[leetcode]Lowest Common Ancestor of a Binary Search Tree

Lowest Common Ancestor of a Binary Search Tree

 

Given a binary search tree (BST), find the lowest common ancestor (LCA) of two given nodes in the BST.

According to the definition of LCA on Wikipedia: “The lowest common ancestor is defined between two nodes v and w as the lowest node in T that has both v and w as descendants (where we allowa node to be a descendant of itself).”

        _______6______
       /              \
    ___2__          ___8__
   /      \        /      \
   0      _4       7       9
         /  \
         3   5

For example, the lowest common ancestor (LCA) of nodes 2 and 8 is 6. Another example is LCA of nodes 2 and 4 is 2, since a node can be a descendant of itself according to the LCA definition.

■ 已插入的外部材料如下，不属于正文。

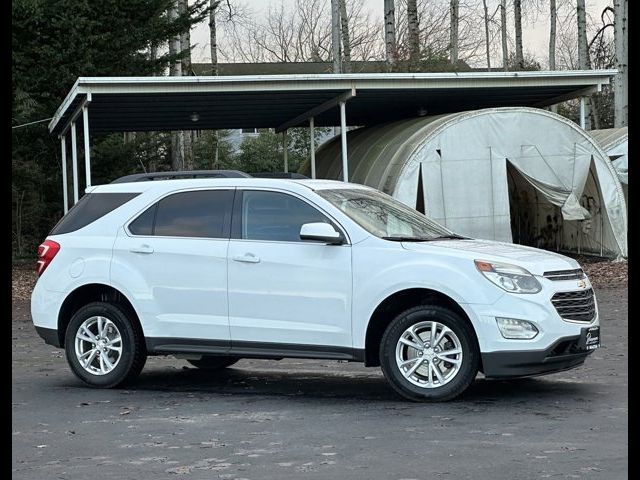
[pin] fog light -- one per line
(516, 329)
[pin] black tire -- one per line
(132, 358)
(213, 362)
(470, 354)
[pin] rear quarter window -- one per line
(90, 208)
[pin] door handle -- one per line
(142, 249)
(246, 258)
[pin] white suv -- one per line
(215, 270)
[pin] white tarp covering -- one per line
(615, 142)
(465, 163)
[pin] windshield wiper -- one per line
(406, 239)
(450, 237)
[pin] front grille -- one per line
(579, 306)
(558, 275)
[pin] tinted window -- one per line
(193, 214)
(90, 208)
(143, 225)
(276, 216)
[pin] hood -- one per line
(534, 260)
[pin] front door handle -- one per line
(144, 248)
(246, 258)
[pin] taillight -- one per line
(46, 252)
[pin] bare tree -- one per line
(390, 33)
(301, 33)
(346, 44)
(213, 35)
(503, 32)
(517, 16)
(583, 44)
(453, 33)
(335, 36)
(487, 39)
(621, 101)
(175, 69)
(553, 20)
(414, 36)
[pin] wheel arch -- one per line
(93, 292)
(395, 304)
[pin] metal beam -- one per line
(87, 148)
(315, 111)
(74, 159)
(312, 149)
(65, 193)
(569, 96)
(284, 151)
(76, 113)
(343, 137)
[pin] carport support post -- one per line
(87, 152)
(65, 194)
(312, 134)
(74, 159)
(343, 137)
(284, 151)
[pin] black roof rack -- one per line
(292, 175)
(146, 177)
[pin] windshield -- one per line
(384, 216)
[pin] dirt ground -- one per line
(298, 419)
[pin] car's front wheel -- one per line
(103, 347)
(429, 353)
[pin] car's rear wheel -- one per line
(103, 347)
(429, 353)
(212, 362)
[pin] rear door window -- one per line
(202, 213)
(276, 216)
(90, 208)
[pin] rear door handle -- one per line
(142, 249)
(246, 258)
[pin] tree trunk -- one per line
(621, 83)
(185, 41)
(213, 46)
(453, 32)
(552, 34)
(503, 32)
(346, 44)
(414, 35)
(584, 62)
(175, 66)
(517, 15)
(486, 34)
(583, 45)
(335, 36)
(175, 69)
(390, 33)
(213, 36)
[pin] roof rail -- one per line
(291, 175)
(183, 174)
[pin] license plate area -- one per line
(589, 338)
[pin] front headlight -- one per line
(511, 278)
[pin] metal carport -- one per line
(121, 104)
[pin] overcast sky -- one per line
(535, 34)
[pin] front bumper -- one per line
(564, 354)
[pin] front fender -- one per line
(380, 272)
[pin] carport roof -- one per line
(119, 104)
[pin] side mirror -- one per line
(321, 232)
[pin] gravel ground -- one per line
(297, 419)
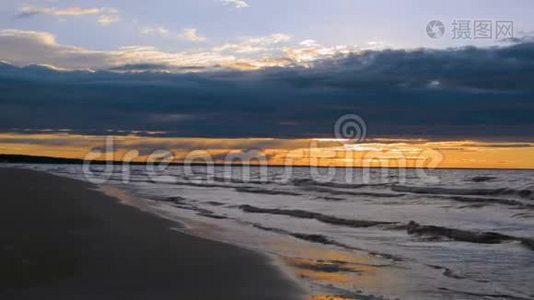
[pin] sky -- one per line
(228, 70)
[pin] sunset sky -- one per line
(230, 76)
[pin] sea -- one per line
(350, 233)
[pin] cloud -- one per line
(31, 47)
(255, 44)
(106, 15)
(236, 3)
(28, 11)
(159, 30)
(191, 34)
(106, 20)
(485, 93)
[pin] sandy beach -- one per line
(63, 240)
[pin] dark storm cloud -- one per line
(467, 92)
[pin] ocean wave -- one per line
(303, 214)
(479, 237)
(522, 193)
(311, 182)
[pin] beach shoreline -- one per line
(63, 239)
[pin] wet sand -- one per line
(62, 240)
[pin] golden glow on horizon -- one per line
(322, 152)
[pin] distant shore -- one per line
(63, 240)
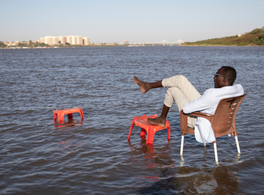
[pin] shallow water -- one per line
(40, 156)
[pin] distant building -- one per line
(86, 41)
(65, 40)
(62, 40)
(50, 40)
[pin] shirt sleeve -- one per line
(200, 104)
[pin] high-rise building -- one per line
(62, 40)
(65, 40)
(50, 40)
(86, 41)
(69, 40)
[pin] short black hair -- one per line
(230, 74)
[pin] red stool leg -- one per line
(55, 117)
(81, 113)
(131, 128)
(168, 132)
(142, 133)
(61, 117)
(70, 115)
(150, 135)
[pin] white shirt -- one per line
(208, 103)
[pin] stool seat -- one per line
(146, 127)
(61, 113)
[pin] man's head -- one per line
(225, 76)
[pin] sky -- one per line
(108, 21)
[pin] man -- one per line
(189, 100)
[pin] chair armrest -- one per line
(200, 114)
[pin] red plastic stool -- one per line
(61, 113)
(142, 122)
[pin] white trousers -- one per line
(182, 92)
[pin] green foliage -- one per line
(255, 37)
(256, 31)
(2, 44)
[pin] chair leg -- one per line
(181, 152)
(238, 148)
(216, 156)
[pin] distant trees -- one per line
(255, 37)
(2, 44)
(257, 31)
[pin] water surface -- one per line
(39, 156)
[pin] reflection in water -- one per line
(69, 123)
(196, 181)
(153, 157)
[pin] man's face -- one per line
(219, 78)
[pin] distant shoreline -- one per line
(221, 45)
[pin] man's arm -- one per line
(200, 104)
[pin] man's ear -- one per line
(225, 80)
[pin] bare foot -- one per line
(157, 121)
(143, 86)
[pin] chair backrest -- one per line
(224, 121)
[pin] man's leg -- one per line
(182, 92)
(184, 85)
(144, 87)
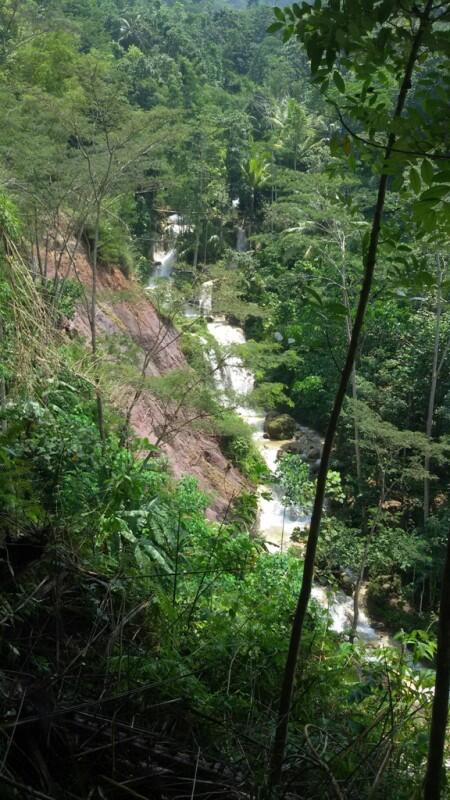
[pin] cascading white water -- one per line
(165, 263)
(165, 260)
(205, 298)
(241, 241)
(276, 523)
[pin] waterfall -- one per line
(205, 298)
(164, 260)
(276, 522)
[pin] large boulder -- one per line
(293, 447)
(281, 427)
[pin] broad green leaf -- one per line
(427, 171)
(414, 179)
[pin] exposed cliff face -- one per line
(123, 308)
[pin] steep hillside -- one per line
(124, 310)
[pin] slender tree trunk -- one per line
(2, 386)
(348, 322)
(281, 731)
(433, 777)
(205, 248)
(197, 245)
(362, 566)
(93, 324)
(432, 397)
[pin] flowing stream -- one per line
(276, 523)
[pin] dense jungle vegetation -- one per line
(150, 647)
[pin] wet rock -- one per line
(281, 427)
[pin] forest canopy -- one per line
(224, 399)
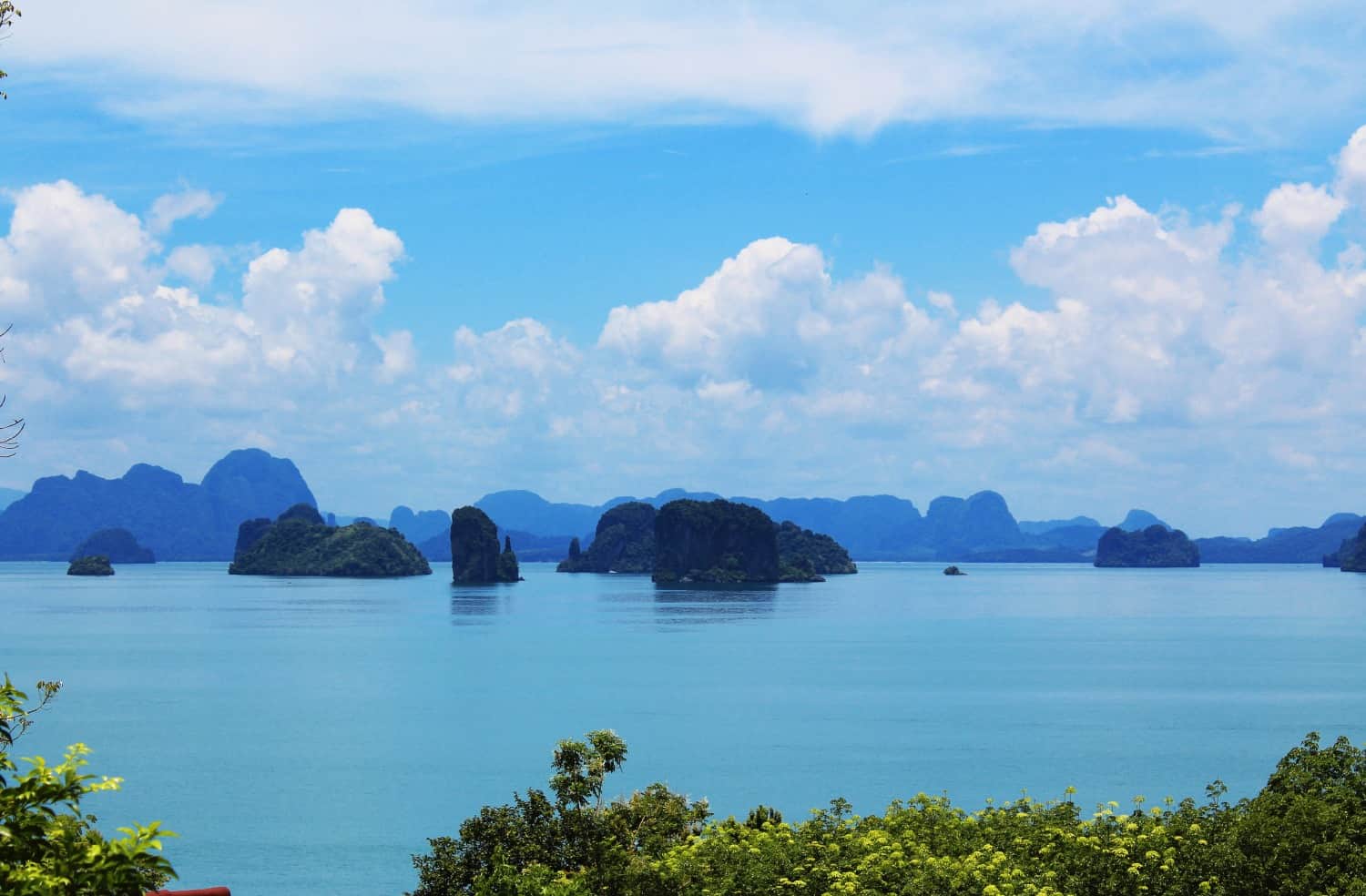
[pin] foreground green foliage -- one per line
(48, 847)
(301, 544)
(7, 15)
(1302, 835)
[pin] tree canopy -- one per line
(1302, 833)
(48, 846)
(7, 15)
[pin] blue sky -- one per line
(1095, 257)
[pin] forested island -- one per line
(1155, 546)
(622, 543)
(300, 543)
(721, 541)
(707, 541)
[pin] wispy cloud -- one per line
(1223, 68)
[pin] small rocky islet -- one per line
(117, 545)
(90, 565)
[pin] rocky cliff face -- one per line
(1351, 555)
(1152, 546)
(301, 544)
(117, 544)
(175, 519)
(715, 541)
(623, 543)
(474, 549)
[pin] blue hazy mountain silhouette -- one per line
(177, 519)
(182, 521)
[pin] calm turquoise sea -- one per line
(306, 737)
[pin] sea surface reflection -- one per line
(309, 735)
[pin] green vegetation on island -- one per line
(715, 541)
(803, 549)
(1300, 835)
(48, 844)
(707, 541)
(90, 565)
(300, 543)
(1153, 546)
(474, 551)
(623, 543)
(1351, 555)
(117, 544)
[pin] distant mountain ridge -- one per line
(182, 521)
(871, 526)
(178, 521)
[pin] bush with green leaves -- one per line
(48, 846)
(1302, 835)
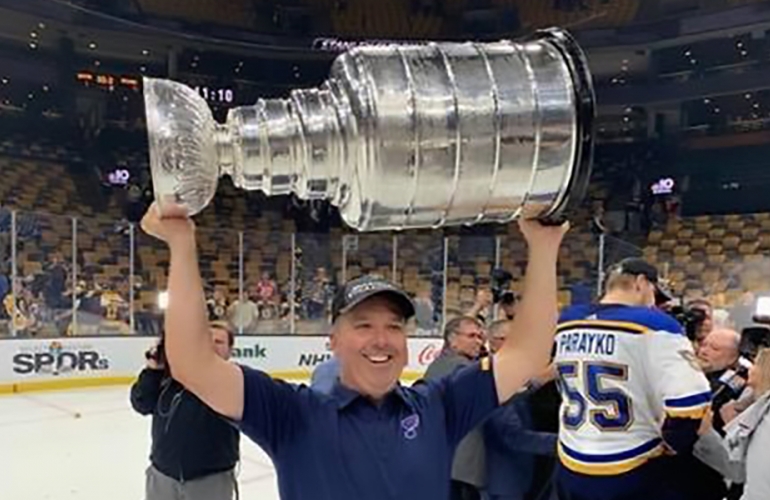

思路：如果如果p,q均比root小, 则LCA在左子树, 如果p,q均比root大, 则LCA在右子树. 如果一大一小, 则root为LCA.

/**
 * Definition for a binary tree node.
 * struct TreeNode {
 *     int val;
 *     TreeNode *left;
 *     TreeNode *right;
 *     TreeNode(int x) : val(x), left(NULL), right(NULL) {}
 * };
 */
class Solution {
public:
    TreeNode* lowestCommonAncestor(TreeNode* root, TreeNode* p, TreeNode* q) {
        if((root->val - p->val) * (root->val - q->val) <= 0)
            return root; //一大一小
        else if(root->val > p->val)
            return lowestCommonAncestor(root->left, p, q);
        else
            return lowestCommonAncestor(root->right, p, q);
    }

考虑一般二叉树，而不是bst。

网上的解法一般是通过回溯法先确定到p，q的路径，然后找到他们最后一个相同的顶点即为LCA，在这里提供另一种求解思路。

我们定义个函数：

 bool Find(TreeNode* root,TreeNode*p,TreeNode* q)

意为在root为根的树中，寻找p,q两个节点,若找到其中一个，则返回true，否则返回false。

经过简单考虑可以得知

1.若祖先节点本身是p或者q，则他本身就是lca;

2.若在左子树中同时找到了p和q，即(!Find(root->right,p,q))为真，则lca在他的左子树中。

  else if ((Find(root->left,p,q))&&(!Find(root->right,p,q))) return lowestCommonAncestor(root->left,p,q);

3.若在右子树中同时找到了p和q在lca在他的右子树中

4.若在左子树中找到了p，q中的一个，右子树中找到了p，q中一个，则lca必定是root本身。

代码见下。

/**
 * Definition for a binary tree node.
 * struct TreeNode {
 *     int val;
 *     TreeNode *left;
 *     TreeNode *right;
 *     TreeNode(int x) : val(x), left(NULL), right(NULL) {}
 * };
 */
class Solution {
public:
    TreeNode* lowestCommonAncestor(TreeNode* root, TreeNode* p, TreeNode* q) {
        
        if (root==p||root==q) {
            return root;
        }
        else if ((Find(root->left,p,q))&&(Find(root->right,p,q))) return root;
        else if ((Find(root->left,p,q))&&(!Find(root->right,p,q))) return lowestCommonAncestor(root->left,p,q);
        else if ((!Find(root->left,p,q))&&(Find(root->right,p,q)) ) return lowestCommonAncestor(root->right,p,q);
    }
    bool Find(TreeNode* root,TreeNode*p,TreeNode* q){
        if (root==NULL) return false;
        if(root==p||root==q) return true;
        else {return(Find(root->right,p,q)|| Find(root->left,p,q));}
    }
};